Zero-waste farming is a return to traditional farming practices that use and recycle everything produced.

Their food boxes offer approximately $25 worth of produce weekly throughout the growing season. The boxes include leafy greens, heirloom tomatoes, and herbs like tulsi that are adaptogenic — substances known to enhance the body’s ability to deal with stress.

Tulsi is an herb used in ayurvedic health practices that is dubbed the “Mother Medicine of Nature.” Various studies show that tulsi has antimicrobial, anti-oxidant, and anti-inflammatory properties — to name only a few of the benefits of this “Queen of Herbs,”

While there could be more to add to the list, since the food box program is new, and they are still experimenting, Tinney doesn’t want to promise certain vegetables in case there are crop failures. Last year, they planted squash, but the crop never made it to harvest.

The surprise of the box is one of the things that makes investing in a CSA for vegetables so exciting. It challenges you to cook with new ingredients almost every week.

After the pandemic hit, and many weeks without work, the challenge for Tinney was in becoming the groundskeeper at the Tinney Family’s 83-acre spread.

While managing 40 acres of land — about half the family’s property is forested — the family was looking for ways to make the land more sustainable.

“Then came in the sheep,” says Tinney, “to cut the grass.”

Considering the Tinney family is known locally for producing fine triple mix and top soil, it seemed like a natural next step to use the land and the soil to become more food stable.

Putting her 15 years of studying permaculture into practice, Tinney and her husband started experimenting with heirloom varieties, and garden vegetables to get the land producing.

The farm, which Tinney calls a market garden, was built around syntropic farming practices that improve soil while reducing water and nutrient intake. That includes composting, companion planting, biodynamic farming practices, rainwater capture, and mushroom farming to help trees extract nutrients from the soil.

“We’re going to be making our own everything,” says Tinney, becoming animated while talking about the future of the farm, and the hot sauce they make in-house.

This year, they plan to offer fresh cut flowers as they remediate more of the land in an effort to have the soil deemed organic — a process that takes years.

“We like to think of it as our cosmic fairytale farm,” says Tinney while explaining how she and her family came up with the name Folklore.

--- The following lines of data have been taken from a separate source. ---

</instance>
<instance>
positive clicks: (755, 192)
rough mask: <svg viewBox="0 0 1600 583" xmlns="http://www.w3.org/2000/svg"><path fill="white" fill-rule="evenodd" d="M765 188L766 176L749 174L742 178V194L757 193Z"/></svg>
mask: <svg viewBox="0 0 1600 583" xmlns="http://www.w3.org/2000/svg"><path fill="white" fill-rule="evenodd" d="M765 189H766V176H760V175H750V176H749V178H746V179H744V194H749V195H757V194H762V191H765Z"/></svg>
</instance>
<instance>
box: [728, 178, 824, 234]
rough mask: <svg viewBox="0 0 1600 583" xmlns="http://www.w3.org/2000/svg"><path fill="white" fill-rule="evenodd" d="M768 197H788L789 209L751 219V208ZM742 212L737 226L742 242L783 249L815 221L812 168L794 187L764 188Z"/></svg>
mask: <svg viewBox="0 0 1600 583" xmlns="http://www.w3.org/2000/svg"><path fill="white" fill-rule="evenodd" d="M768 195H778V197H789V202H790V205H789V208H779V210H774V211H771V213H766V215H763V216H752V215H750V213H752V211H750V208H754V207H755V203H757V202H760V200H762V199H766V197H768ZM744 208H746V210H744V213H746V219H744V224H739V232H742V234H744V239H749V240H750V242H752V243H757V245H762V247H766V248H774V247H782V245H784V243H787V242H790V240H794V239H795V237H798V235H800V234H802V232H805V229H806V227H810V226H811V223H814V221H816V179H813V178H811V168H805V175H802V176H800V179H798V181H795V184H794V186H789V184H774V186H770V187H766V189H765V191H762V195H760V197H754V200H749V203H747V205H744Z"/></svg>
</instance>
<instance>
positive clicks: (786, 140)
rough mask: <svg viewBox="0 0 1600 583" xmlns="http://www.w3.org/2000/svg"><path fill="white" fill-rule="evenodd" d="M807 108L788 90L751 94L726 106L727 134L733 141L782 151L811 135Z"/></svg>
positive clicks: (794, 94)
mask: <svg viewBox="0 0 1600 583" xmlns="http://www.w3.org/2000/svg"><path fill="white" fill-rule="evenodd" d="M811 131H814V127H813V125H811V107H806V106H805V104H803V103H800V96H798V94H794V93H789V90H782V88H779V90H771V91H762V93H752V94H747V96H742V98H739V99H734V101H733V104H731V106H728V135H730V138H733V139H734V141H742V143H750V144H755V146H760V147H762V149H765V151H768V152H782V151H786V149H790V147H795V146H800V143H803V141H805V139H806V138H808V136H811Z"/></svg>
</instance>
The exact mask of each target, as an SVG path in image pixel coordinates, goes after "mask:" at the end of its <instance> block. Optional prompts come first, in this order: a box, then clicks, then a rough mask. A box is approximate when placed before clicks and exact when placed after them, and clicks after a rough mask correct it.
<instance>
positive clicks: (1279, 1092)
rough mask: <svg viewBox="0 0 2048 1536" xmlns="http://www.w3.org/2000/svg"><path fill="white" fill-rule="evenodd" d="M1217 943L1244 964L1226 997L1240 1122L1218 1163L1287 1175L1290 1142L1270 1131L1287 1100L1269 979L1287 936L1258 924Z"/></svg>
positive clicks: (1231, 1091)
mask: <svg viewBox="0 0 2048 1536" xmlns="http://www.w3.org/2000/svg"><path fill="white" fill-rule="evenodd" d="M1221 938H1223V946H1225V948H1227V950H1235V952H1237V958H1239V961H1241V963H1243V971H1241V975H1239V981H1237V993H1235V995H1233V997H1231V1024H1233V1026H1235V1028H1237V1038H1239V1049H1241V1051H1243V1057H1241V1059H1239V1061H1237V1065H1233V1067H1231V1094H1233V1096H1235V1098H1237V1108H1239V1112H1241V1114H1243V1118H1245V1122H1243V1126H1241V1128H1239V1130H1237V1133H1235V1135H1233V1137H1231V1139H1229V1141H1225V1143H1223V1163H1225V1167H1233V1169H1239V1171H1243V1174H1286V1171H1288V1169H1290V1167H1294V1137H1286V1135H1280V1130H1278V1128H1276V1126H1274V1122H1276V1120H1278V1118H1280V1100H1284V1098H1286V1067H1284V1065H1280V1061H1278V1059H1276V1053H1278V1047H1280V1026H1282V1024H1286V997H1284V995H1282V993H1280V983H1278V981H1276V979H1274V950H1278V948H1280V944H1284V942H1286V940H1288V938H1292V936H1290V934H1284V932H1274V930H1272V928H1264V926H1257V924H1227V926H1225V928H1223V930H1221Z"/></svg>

“The kids loved it. It’s about storytelling. About our grandmothers. About traditional farming practices.”

The idea of the farm is to work through a holistic framework.

“Everything we’re doing is a journey,” says Tinney. “We don’t have an end goal other than learning, and we’re learning as we go.”

To learn more about Folklore Farm, and invest in a food box, visit their website before the upcoming growing season. The farm is located on Fuller Avenue in Penetanguishene, and they welcome visits from the public to enjoy the animals, including Boone, the family’s new llama.